Most companies make quarterly dividend payments. That makes it more challenging to match that passive income with recurring expenses. Investors must find dividend stocks on different quarterly cycles to align income with expenses.

Monthly dividend stocks can solve this dilemma. Among that group, EPR Properties (EPR 1.46%) stands out for its big-time dividend. The specialty REIT currently yields 7.9%. That's several times above the S&P 500's 1.6% dividend yield and almost double the average REIT. 

Built on a solid foundation

EPR Properties focuses on owning experiential real estate. These properties include theaters, eat & play venues, attractions, ski resorts, fitness & wellness properties, experiential lodging, gaming properties, and cultural venues. The company also has a small portfolio of educational properties, including early childhood locations and private schools. The company has invested over $6.7 billion into 363 properties across 44 states and Canada. About 93% of its sites are experiential, while the rest are educational.

The REIT leases these properties to over 200 tenants that operate the locations. It utilizes triple net leases (NNN), making the tenant responsible for maintenance, building insurance, and real estate taxes. Meanwhile, most leases contain escalation clauses that raise rents at a fixed rate annually or every five years. Those leases enable the company to generate relatively stable rental income that steadily rises.

EPR Properties pays out a reasonable portion of its steady income in dividends. In the first quarter, it generated $1.30 per share of adjusted funds from operations (FFO).
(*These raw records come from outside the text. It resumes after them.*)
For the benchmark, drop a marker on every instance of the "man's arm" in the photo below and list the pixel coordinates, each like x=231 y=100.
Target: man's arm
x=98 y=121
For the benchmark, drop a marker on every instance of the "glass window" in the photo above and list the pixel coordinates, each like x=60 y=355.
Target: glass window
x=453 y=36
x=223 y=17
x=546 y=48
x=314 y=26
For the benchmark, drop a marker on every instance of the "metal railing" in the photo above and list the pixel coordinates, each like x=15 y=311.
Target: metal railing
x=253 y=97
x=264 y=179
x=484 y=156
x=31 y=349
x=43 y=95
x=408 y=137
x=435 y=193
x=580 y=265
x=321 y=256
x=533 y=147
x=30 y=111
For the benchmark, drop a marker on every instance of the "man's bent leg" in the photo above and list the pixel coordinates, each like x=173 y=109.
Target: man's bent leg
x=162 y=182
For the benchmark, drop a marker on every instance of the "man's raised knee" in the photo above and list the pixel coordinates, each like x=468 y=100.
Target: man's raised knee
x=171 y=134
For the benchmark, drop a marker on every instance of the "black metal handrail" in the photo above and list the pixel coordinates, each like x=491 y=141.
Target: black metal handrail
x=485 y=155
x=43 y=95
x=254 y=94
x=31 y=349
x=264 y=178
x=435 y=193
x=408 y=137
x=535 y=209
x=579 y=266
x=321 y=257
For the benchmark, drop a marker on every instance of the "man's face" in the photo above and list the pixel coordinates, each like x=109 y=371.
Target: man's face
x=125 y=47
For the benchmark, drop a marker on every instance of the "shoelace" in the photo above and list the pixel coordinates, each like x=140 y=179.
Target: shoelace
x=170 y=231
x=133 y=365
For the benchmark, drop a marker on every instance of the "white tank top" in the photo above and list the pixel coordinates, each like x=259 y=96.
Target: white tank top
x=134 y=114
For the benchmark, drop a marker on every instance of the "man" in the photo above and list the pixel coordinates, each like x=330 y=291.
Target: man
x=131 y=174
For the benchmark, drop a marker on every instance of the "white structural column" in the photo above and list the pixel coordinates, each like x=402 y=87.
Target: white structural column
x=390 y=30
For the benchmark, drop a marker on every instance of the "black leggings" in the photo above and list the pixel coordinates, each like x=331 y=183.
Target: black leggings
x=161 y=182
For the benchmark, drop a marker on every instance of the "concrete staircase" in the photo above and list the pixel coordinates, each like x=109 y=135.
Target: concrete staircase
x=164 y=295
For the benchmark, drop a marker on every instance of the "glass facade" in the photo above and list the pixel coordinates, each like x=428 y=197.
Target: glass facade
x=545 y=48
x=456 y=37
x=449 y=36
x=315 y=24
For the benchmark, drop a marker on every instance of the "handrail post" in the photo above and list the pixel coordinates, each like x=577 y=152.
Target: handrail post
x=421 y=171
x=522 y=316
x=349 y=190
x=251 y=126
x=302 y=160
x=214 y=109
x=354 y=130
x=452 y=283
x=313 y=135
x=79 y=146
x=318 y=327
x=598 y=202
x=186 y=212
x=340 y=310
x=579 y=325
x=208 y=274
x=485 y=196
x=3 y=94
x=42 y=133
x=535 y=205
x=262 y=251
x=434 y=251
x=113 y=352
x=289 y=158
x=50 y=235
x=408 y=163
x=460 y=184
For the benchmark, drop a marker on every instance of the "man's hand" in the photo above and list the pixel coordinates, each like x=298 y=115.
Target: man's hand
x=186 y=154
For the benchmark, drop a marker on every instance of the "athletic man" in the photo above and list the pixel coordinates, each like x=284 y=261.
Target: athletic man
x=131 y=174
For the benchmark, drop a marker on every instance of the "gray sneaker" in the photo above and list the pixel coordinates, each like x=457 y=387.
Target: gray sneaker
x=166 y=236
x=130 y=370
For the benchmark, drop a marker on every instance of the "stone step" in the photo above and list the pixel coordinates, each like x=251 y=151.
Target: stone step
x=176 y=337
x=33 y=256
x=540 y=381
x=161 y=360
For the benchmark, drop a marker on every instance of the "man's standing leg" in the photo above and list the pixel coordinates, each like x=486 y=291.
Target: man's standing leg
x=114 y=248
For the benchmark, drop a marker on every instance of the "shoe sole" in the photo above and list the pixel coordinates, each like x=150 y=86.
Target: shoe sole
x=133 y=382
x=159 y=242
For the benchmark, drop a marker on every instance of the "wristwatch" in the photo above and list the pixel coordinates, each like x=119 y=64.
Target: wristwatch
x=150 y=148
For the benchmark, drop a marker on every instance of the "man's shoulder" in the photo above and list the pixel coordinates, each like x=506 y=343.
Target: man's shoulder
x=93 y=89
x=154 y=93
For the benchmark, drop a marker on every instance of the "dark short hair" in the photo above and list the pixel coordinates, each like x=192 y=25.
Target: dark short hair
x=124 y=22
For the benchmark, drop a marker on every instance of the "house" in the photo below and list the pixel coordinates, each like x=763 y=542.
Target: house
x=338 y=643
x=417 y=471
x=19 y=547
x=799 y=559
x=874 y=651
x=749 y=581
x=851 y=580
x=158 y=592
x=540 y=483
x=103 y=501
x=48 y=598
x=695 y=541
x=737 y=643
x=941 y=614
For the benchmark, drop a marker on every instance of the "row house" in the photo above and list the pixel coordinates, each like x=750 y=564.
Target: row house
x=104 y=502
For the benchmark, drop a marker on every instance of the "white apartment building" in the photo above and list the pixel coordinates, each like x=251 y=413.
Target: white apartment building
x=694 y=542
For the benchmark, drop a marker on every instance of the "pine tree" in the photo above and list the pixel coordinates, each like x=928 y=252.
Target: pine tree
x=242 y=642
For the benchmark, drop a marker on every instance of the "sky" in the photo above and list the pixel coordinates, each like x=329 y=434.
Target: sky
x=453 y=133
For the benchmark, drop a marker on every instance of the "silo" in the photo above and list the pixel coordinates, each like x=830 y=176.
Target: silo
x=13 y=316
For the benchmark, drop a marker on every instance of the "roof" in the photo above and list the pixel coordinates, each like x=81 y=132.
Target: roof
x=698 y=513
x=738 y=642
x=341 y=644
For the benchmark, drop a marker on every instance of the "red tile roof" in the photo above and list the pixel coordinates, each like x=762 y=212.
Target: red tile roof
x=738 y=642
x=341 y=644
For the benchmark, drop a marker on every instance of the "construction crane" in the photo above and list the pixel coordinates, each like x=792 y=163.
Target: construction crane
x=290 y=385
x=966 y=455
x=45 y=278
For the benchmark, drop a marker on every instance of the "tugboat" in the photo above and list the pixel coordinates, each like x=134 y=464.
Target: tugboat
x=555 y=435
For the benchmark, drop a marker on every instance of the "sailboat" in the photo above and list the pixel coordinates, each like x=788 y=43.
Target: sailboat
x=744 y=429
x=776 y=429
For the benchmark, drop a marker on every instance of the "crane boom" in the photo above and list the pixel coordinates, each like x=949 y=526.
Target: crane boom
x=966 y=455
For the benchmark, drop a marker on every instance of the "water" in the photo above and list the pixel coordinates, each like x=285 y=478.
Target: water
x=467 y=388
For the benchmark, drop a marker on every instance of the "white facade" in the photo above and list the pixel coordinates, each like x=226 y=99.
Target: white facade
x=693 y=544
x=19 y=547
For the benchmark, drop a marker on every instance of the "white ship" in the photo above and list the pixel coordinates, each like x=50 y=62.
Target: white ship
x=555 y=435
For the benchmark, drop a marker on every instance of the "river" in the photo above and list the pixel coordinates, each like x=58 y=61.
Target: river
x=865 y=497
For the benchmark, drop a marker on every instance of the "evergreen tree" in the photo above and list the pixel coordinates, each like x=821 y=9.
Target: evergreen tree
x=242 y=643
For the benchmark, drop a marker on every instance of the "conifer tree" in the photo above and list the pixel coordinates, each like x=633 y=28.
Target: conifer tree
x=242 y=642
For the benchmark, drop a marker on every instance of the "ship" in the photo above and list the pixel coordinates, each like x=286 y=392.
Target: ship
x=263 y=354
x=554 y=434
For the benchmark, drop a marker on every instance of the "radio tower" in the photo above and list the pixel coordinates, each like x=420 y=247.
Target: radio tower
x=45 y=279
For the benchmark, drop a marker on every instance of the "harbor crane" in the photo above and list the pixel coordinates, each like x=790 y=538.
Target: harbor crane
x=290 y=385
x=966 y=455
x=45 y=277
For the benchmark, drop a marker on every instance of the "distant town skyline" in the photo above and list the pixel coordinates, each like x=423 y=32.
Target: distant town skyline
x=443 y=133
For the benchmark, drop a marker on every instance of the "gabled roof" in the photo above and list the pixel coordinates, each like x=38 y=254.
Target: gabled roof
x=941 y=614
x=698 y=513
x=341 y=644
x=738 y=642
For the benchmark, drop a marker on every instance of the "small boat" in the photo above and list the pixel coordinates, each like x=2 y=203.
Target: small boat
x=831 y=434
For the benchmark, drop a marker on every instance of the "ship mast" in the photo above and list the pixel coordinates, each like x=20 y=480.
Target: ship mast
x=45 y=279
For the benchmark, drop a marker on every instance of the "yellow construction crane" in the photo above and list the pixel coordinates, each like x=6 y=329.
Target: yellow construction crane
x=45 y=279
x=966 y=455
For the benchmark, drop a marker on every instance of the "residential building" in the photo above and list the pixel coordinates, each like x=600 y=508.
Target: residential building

That covered its total dividend outlay of $0.825 per share ($0.275 per share each month) with room to spare. 

The company further stabilizes its dividend with a solid investment-grade balance sheet. It primarily uses fixed-rate debt and has a weighted average maturity of five years. The company also has a low leverage ratio and lots of liquidity. EPR ended the first quarter with nearly $100 million of cash on its balance sheet and an undrawn $1 billion credit facility.

Room to grow

EPR Properties pressed pause on paying dividends during the pandemic to preserve cash. That enabled it to emerge from that challenging period with an even stronger financial profile. The REIT reinstated its dividend in 2021 and increased it by 10% in early 2022. 

The company could continue to increase its payout in the future. It's currently being more conservative and retaining additional cash because one of its largest tenants, Regal Entertainment Group's parent Cineworld Group, filed for Chapter 11 Bankruptcy last September. That company has continued paying rent. Further, it recently announced a plan to exit bankruptcy by the middle of this year. However, it's unclear how the proceedings will impact rent collection, lease rates, and amounts still owed from the pandemic. 

EPR Properties has been working to reduce its exposure to the theater industry by diversifying into other experiential property types. The company plans to invest $200 million to $300 million on new property investments this year, which it will fund with cash on hand, post-dividend free cash flow, and borrowings under its credit facility. The REIT spent $46.7 million to buy a fitness and wellness property during the first quarter. It's also investing $245 million over the next two years ($132 million in 2023) on experiential development and redevelopment projects. 

These investments should increase the company's income over the coming years. That should give it more money to pay dividends, assuming a positive outcome from the Cineworld bankruptcy. In the meantime, the REIT's low dividend payout ratio and rock-solid balance sheet put its ultra-high-yielding dividend on a firm foundation.

Attractive monthly income

EPR Properties pays a big-time monthly dividend. Every $1,000 invested in the REIT can generate $6.58 per month of dividend income ($79 per year). That's nearly double the rate of many other monthly dividend stocks. It's an attractive option for investors seeking recurring passive income to help cover their routine expenses.